Spanish-language radio ads started to run Tuesday targeting Gov. Ron DeSantis’ actions that will close homes that shelter unaccompanied migrant children. But his spokeswoman says the “Repugnante” campaign (“Disgusting” in English) is taking his words out of context.
DeSantis said it was “quite frankly disgusting” to compare Cuban children who came to Miami 60 years ago with those coming to the United States from Central America and other locations south of the U.S. border now. He said they are mostly males, “military age” 15 to 17 years old, “not some babies dropped over the border.” Catholic Archbishop Thomas Wenski seized on the comment last week.

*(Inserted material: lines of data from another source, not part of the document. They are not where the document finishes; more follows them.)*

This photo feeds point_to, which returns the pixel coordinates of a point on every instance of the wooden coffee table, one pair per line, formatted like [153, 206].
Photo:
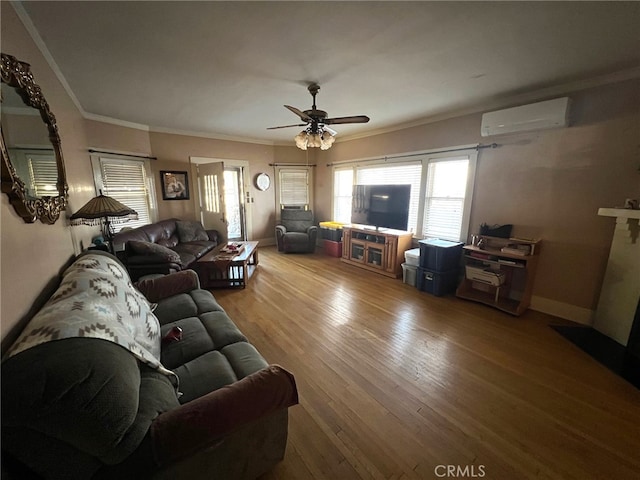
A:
[217, 269]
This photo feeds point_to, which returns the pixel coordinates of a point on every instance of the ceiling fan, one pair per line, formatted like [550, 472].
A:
[317, 133]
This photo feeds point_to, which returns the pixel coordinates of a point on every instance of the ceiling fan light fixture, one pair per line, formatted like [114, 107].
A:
[314, 140]
[326, 140]
[301, 140]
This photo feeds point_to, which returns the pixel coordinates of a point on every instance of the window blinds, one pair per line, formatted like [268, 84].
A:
[43, 172]
[294, 187]
[126, 181]
[444, 200]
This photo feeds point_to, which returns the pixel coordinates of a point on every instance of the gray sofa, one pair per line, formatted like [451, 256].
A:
[164, 247]
[106, 383]
[296, 232]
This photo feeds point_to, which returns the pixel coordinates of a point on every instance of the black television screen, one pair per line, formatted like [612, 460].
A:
[381, 206]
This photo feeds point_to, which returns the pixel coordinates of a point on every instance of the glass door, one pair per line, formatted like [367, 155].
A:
[234, 203]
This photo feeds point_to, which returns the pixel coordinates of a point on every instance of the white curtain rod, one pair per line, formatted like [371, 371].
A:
[409, 155]
[107, 152]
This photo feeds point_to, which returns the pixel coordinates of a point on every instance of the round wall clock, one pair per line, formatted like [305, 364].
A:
[263, 182]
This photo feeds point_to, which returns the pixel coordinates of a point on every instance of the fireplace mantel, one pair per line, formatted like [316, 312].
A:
[621, 285]
[619, 213]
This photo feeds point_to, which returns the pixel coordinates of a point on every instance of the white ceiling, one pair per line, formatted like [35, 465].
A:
[226, 69]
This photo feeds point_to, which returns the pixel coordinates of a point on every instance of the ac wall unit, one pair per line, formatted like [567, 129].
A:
[535, 116]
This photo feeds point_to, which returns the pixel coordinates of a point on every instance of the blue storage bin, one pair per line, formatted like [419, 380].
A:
[437, 283]
[440, 255]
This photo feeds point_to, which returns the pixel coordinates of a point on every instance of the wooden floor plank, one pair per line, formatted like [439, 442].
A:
[394, 382]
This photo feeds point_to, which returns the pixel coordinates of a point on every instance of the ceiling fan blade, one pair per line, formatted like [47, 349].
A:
[303, 116]
[339, 120]
[330, 130]
[287, 126]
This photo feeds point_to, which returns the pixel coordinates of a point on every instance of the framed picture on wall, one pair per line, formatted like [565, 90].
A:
[175, 185]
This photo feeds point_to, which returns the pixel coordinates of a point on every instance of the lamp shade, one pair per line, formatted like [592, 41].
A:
[102, 207]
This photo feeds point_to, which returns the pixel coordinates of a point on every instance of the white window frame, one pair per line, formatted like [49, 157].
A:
[423, 158]
[472, 157]
[96, 164]
[279, 170]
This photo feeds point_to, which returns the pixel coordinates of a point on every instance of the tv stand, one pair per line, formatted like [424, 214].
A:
[376, 250]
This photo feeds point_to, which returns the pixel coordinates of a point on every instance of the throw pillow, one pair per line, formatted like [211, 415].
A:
[147, 248]
[191, 231]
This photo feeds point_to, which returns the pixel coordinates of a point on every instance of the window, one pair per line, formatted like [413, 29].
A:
[43, 173]
[128, 182]
[293, 187]
[441, 191]
[342, 192]
[444, 200]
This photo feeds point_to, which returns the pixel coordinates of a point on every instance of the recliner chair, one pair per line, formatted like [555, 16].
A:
[296, 231]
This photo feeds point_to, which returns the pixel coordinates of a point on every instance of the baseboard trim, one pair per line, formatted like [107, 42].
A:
[567, 311]
[266, 242]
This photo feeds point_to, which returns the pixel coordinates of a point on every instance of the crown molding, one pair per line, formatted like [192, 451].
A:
[494, 104]
[215, 136]
[115, 121]
[35, 36]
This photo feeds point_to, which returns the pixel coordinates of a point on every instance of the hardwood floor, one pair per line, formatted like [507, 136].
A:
[395, 383]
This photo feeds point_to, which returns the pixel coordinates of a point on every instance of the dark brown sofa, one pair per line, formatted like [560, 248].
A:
[80, 402]
[164, 247]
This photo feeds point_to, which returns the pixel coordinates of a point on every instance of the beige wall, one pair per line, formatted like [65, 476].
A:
[32, 254]
[174, 153]
[547, 183]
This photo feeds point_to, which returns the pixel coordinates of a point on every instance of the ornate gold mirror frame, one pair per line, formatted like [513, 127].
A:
[47, 209]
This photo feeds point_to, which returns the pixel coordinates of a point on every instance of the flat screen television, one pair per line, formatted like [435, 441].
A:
[381, 206]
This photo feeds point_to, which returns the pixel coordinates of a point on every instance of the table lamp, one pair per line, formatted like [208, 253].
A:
[104, 210]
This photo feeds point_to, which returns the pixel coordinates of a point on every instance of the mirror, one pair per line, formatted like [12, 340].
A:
[33, 174]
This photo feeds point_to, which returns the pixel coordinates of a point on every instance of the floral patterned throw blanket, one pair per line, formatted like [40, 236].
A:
[97, 300]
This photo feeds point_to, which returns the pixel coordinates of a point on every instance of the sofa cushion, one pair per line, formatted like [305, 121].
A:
[184, 305]
[161, 254]
[194, 342]
[189, 231]
[194, 249]
[91, 404]
[297, 220]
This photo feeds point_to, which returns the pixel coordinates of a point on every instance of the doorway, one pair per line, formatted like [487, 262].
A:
[232, 187]
[234, 203]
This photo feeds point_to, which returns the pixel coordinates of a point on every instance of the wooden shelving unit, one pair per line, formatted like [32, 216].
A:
[380, 251]
[518, 271]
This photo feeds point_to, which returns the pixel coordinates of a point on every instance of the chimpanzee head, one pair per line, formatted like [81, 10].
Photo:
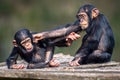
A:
[24, 40]
[86, 14]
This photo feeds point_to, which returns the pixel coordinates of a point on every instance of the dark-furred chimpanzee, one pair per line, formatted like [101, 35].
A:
[98, 43]
[38, 55]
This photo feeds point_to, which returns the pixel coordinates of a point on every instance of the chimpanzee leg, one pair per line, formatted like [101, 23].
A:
[49, 53]
[98, 56]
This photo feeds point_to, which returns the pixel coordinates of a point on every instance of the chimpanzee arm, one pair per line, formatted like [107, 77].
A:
[90, 44]
[49, 54]
[62, 30]
[36, 65]
[12, 58]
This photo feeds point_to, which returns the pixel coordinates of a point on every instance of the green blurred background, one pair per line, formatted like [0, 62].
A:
[41, 15]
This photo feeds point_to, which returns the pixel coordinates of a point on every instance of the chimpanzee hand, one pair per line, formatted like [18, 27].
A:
[71, 37]
[52, 63]
[20, 66]
[38, 37]
[74, 62]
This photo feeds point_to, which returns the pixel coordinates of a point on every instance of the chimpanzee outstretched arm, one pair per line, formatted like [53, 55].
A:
[61, 31]
[37, 65]
[12, 58]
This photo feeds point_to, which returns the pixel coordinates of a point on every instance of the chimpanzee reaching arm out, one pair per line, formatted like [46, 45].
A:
[98, 43]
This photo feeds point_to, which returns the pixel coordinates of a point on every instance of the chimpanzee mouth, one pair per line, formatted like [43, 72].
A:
[29, 49]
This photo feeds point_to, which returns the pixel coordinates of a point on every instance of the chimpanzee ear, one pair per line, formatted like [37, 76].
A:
[14, 43]
[95, 13]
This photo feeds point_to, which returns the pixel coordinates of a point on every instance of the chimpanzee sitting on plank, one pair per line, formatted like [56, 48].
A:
[38, 54]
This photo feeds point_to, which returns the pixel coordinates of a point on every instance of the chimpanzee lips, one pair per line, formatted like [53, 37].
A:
[29, 49]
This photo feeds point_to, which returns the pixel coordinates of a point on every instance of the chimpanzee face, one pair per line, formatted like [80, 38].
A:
[86, 14]
[24, 40]
[27, 44]
[83, 18]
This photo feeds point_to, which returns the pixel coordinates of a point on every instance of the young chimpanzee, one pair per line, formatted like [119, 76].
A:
[38, 55]
[98, 43]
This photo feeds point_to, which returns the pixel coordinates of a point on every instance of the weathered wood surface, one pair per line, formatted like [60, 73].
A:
[106, 71]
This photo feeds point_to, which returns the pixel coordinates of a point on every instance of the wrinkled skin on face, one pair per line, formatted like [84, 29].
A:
[83, 18]
[27, 44]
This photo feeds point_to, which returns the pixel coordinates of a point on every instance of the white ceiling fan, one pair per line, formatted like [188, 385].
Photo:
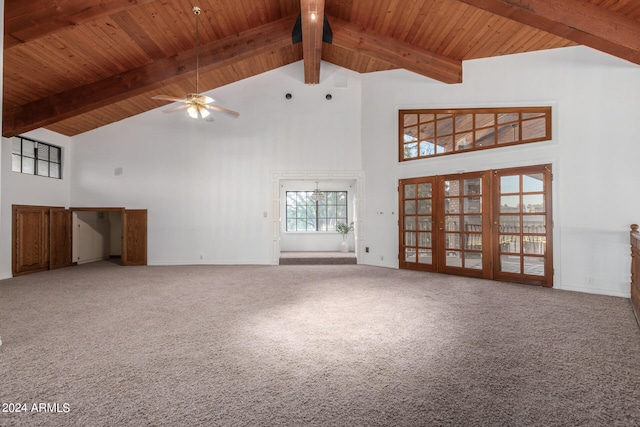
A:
[196, 104]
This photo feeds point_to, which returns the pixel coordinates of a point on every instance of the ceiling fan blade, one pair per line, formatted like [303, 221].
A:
[178, 108]
[224, 110]
[168, 98]
[204, 99]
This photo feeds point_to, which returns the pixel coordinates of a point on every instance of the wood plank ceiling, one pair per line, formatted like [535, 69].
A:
[77, 65]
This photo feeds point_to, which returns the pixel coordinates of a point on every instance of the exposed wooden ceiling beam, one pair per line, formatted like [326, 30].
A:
[312, 17]
[215, 55]
[403, 55]
[577, 20]
[29, 20]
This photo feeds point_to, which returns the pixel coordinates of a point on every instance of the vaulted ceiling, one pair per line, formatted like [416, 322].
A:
[75, 65]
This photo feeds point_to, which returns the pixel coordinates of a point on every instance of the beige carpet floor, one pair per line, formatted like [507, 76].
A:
[104, 345]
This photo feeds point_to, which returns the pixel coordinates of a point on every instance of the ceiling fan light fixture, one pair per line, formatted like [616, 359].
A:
[196, 104]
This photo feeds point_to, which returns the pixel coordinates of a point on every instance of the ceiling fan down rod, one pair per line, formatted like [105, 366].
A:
[196, 11]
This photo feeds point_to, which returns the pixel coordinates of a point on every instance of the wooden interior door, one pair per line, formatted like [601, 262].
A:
[134, 237]
[523, 225]
[463, 217]
[60, 238]
[30, 248]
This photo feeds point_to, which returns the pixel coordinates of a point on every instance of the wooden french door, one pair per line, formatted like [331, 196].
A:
[522, 229]
[416, 223]
[463, 223]
[490, 224]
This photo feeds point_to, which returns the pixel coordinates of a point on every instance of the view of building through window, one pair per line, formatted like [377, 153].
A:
[428, 133]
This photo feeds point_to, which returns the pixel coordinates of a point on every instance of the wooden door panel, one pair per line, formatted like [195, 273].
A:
[416, 224]
[60, 238]
[523, 225]
[463, 216]
[134, 237]
[30, 239]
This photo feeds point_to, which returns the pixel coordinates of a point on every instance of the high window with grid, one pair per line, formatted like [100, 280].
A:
[36, 158]
[430, 133]
[306, 214]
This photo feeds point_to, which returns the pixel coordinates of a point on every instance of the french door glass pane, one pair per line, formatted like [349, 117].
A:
[510, 264]
[425, 223]
[410, 238]
[453, 241]
[509, 223]
[473, 223]
[452, 206]
[534, 224]
[16, 163]
[510, 244]
[409, 207]
[452, 223]
[473, 241]
[28, 165]
[472, 186]
[533, 183]
[424, 240]
[409, 191]
[425, 256]
[409, 223]
[533, 202]
[509, 204]
[452, 188]
[424, 207]
[473, 260]
[534, 245]
[510, 184]
[424, 191]
[454, 259]
[472, 205]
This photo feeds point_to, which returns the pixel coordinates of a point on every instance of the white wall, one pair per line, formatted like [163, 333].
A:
[207, 185]
[22, 189]
[594, 152]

“Children are children — and no child should be deemed ‘disgusting’ — especially by a public servant,” Wenski said in a Feb. 10 news conference.
And now a radio ad funded by a group called the American Business Immigration Coalition Action will be running on eight AM and FM stations, teeing off on DeSantis’ “disgusting” comment. The group called it a “six-figure buy” without elaborating further.
“‘Disgusting’ is that Gov. DeSantis is trying to benefit himself politically by attacking innocent immigrant children who are only seeking refuge and to top it off, he did it in Miami, Florida’s own Ellis Island,” says the English translation of the ad.
The ad points out that DeSantis’ actions are trying to close the same shelter that housed Pedro Pan children fleeing Communist Cuba.
“To please his political base, DeSantis wants to convince us that the suffering of THOSE children was more worthy of help than THESE Venezuelan and Haitian children who are fleeing dictatorship, socialism and violence.”
But Christina Pushaw, the Governor’s press secretary, said that making the analogy between the Cuban migration and what’s happening now is still “offensive.” She added DeSantis did not address his comments toward the children themselves while at a Miami roundtable on Feb. 7.
“He said it was disgusting to equate an organized charitable operation to legally help child refugees escape a communist dictatorship (Pedro Pan) with the human smuggling perpetrated by brutal cartels, who are incentivized by the (Joe) Biden administration’s failure to enforce our country’s immigration laws,” Pushaw said. “Operation Pedro Pan and the transnational organized crime of child trafficking are clearly not the same things.”
These children are staying at the same place that opened to take care of some 14,000 unaccompanied Cuban minors. It’s now called Monsignor Bryan Walsh Children’s Village to honor the priest who started it. And it just celebrated its 60th anniversary.
DeSantis’ executive order puts the licensing of that facility in doubt. Currently, the Children’s Village has a contract with the U.S. Department of Health and Human Services, which oversees these kinds of shelters.
Pushaw argued that unfairly shifts the burden of a problem Biden created to the states.
“The Biden administration must take responsibility for the border crisis,” she wrote in an email. “States did not consent to this lawlessness.”
3 comments
Ron Ogden
February 15, 2022 at 12:36 pm
DeSantis is right. The ten years between 7 and 17 make a big difference. To call a 17-year old male a “child” is ridiculous. Some of those 17-year old males are having children themselves, with women willing and otherwise. Others are killing children in the streets of American cities. Get real Dems!
Concern Citizen
February 15, 2022 at 1:43 pm
“Military age”. Do we send our children to war at this age? And can we define “some” Is it 1 percent, 99 percent or exactly what percent.
David Brennan
February 15, 2022 at 8:07 pm
It is Joe Biden’s fault he will not enforce our immigration laws and I agree 100% with the governor. Send all the children to Delaware!